Last November, I wrote an article on the LBMA’s gold price prediction of $1532 for 2019. The prediction came during their annual meeting in Boston last October, where attendees were polled and asked for their opinions. Participants reasoned that we could be at the top of the economic cycle, and investors seek to diversify out of equities and into safe haven assets.
Here is a chart of past LMBA predictions, and results.
The LBMA meetings saw a lot of focus on the negative economic factors affecting the world economy in 2018. It is easy to see why participants were then so bullish on the gold price for this year. However, analysts have missed their price predictions for the previous 4 years, so it came as a bit of a surprise to many market observers that the group would be so bullish. Gold was trading at around $1225 at the time of the prediction.

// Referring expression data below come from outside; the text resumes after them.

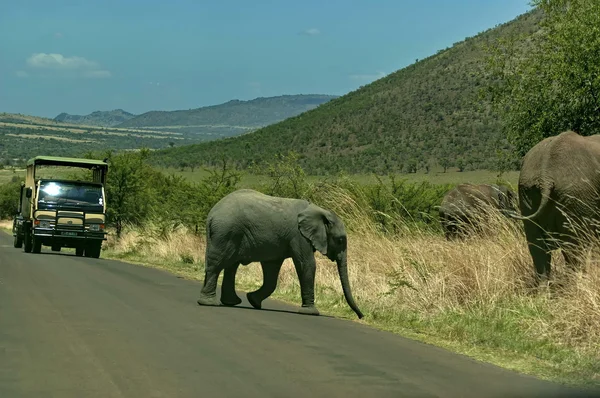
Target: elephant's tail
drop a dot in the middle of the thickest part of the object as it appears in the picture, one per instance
(546, 190)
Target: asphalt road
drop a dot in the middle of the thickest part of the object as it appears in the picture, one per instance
(78, 327)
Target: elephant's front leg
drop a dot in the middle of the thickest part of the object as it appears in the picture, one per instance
(208, 294)
(228, 295)
(270, 276)
(306, 267)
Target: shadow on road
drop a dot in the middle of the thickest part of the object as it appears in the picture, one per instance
(293, 312)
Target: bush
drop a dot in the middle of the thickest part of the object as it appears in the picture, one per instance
(9, 198)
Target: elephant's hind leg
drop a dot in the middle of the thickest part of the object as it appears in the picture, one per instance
(540, 252)
(270, 276)
(228, 295)
(213, 267)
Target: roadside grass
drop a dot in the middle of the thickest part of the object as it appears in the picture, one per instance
(253, 180)
(471, 297)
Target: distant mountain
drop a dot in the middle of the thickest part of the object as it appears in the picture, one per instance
(427, 114)
(97, 118)
(234, 114)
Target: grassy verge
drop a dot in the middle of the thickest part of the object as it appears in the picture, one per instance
(471, 297)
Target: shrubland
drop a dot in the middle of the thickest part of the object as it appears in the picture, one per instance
(471, 296)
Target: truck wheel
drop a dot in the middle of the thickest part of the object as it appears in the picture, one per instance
(18, 241)
(27, 243)
(37, 245)
(93, 249)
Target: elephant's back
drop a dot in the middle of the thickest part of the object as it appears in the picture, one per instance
(558, 157)
(249, 207)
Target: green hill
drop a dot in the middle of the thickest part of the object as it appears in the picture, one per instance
(231, 118)
(97, 118)
(425, 114)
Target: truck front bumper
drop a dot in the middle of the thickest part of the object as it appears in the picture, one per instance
(69, 234)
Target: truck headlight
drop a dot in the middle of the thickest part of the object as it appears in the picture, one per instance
(96, 227)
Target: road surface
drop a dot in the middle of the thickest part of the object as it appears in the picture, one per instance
(79, 327)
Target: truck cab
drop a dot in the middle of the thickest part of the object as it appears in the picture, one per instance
(62, 212)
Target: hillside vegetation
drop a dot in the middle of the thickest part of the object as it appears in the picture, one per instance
(97, 118)
(235, 115)
(470, 296)
(22, 137)
(428, 113)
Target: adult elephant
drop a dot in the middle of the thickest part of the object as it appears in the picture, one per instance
(463, 206)
(248, 226)
(558, 197)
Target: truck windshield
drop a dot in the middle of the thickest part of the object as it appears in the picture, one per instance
(59, 192)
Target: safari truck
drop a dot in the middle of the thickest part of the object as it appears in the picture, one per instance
(62, 213)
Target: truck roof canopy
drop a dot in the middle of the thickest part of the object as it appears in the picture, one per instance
(60, 161)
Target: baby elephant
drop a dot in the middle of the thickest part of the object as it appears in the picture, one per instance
(463, 204)
(248, 226)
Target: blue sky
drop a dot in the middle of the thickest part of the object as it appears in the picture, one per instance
(81, 56)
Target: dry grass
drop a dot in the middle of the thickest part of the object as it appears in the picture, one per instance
(472, 296)
(6, 225)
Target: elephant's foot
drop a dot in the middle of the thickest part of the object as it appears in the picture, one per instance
(230, 300)
(254, 300)
(309, 310)
(208, 300)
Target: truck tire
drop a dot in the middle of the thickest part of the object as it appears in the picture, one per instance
(93, 249)
(18, 241)
(27, 243)
(37, 245)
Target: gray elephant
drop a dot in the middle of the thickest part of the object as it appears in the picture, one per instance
(462, 205)
(558, 197)
(248, 226)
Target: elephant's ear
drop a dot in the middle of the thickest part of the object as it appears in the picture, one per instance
(311, 223)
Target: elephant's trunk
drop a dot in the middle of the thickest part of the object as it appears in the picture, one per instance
(343, 271)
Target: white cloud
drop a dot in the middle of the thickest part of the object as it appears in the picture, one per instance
(311, 32)
(97, 73)
(376, 76)
(58, 62)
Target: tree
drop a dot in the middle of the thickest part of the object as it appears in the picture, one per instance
(549, 82)
(445, 163)
(127, 191)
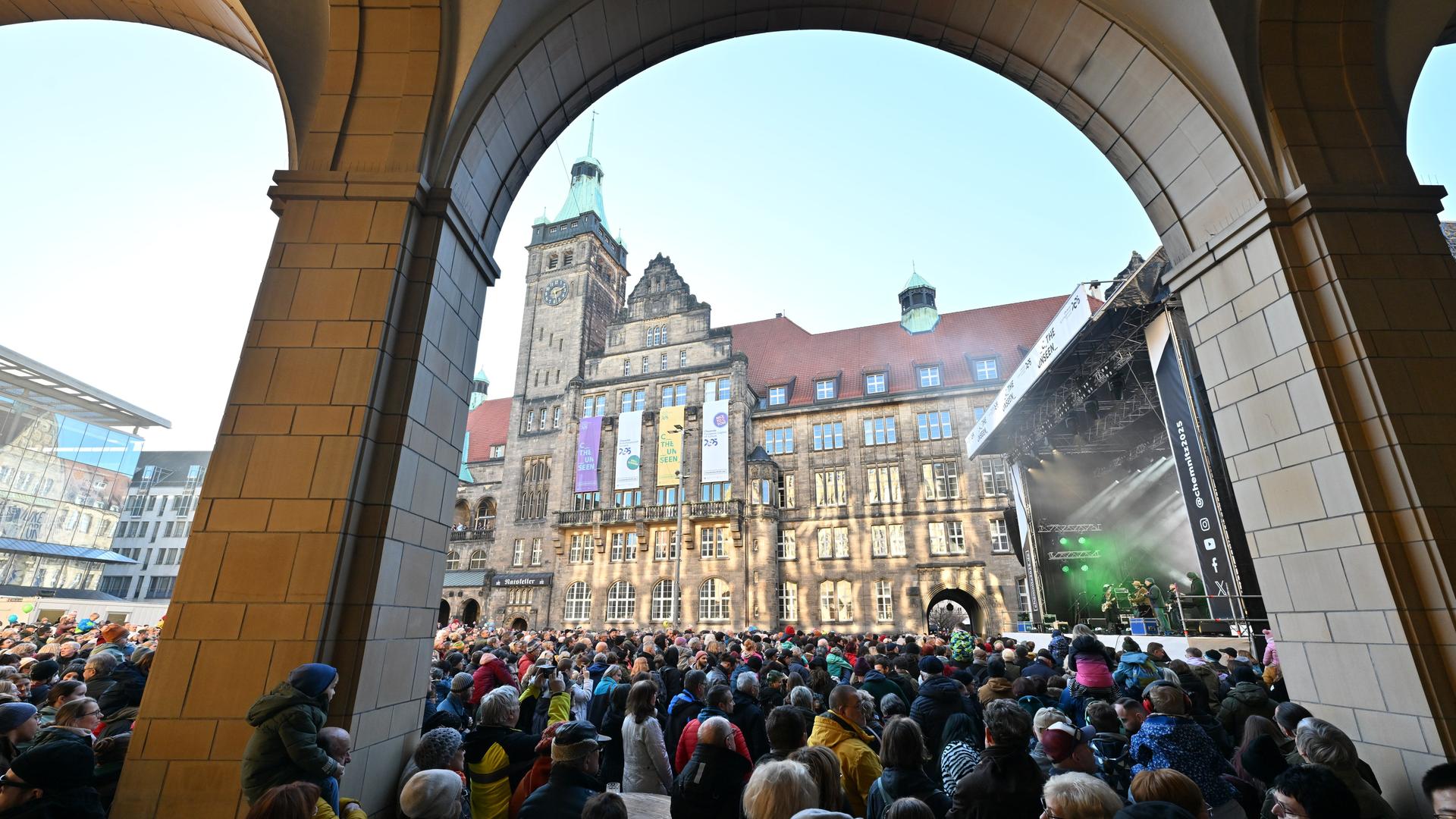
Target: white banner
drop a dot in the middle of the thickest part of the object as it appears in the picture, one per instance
(715, 442)
(1060, 331)
(629, 450)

Right now gold is rising due to the trade tensions with China and their devaluation of the Yuan. Due to those trade tensions, Goldman analyst Sabine Schels sees the gold price rising to $1600 over the next 6 months.
“If growth worries persist, possibly due to a trade war escalation, gold could go even higher, driven by a larger ETF gold allocation from portfolio managers who still continue to under-own gold,” Goldman analysts including Sabine Schels said in a note Wednesday. “Gold ETFs have recently built momentum almost as strong as in 2016, and we believe that can be maintained in the short-term.”

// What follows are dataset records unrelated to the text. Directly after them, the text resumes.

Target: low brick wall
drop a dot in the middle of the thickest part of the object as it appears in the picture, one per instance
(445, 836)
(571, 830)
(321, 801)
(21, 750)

Gold ETF’s are seeing a strong influx of gold investment in 2019, approaching levels last seen at the end of 2012. in fact, Goldman is very bullish on future ETF demand now that its initial price target has been breached.
Goldman said Wednesday it raised its 2019 outlook for ETF demand to 600 metric tons this year, from 300 tons, and boosted its six-month price forecast after the metal surpassed the bank’s previous target of $1,475.
The Bloomberg article notes several other worries that may add to portfolio managers piling into the yellow metal. These include $15 trillion in negative yielding bonds as reported in the Bloomberg Barclays Global Negative Yielding Debt Index.
In addition, analysts are finally seeing the same issues we documented last October in Germany’s auto market, spreading through the country’s industrial sector and resulting in the biggest annual decline of German production in a decade.
Analysts now appear to be considering a worldwide recession on the horizon. Bank of America is more bullish, talking a whopping $2000 gold target which would eclipse gold’s 2011 all-time high of $1921.
Last week, Bank of America Merrill Lynch analyst Michael Widmer said the metal could climb toward $2,000 in the next two years, as “the recent dovish tilt by central banks, accompanied by increases of negative yielding assets” provide a good backdrop that could sustain the rally. The metal reached a record $1,921.17 in the spot market in 2011.
Chinese Foreign Minister Wang Yi says Trump’s tariffs will not win the trade war, per the South China Morning Post.
“I am aware of [the announcement],” Wang told reporters on the sidelines of a meeting of Southeast Asian nations in Thailand. “Adding tariffs is definitely not a constructive way to solve the economic and trade frictions. It is not a correct way.”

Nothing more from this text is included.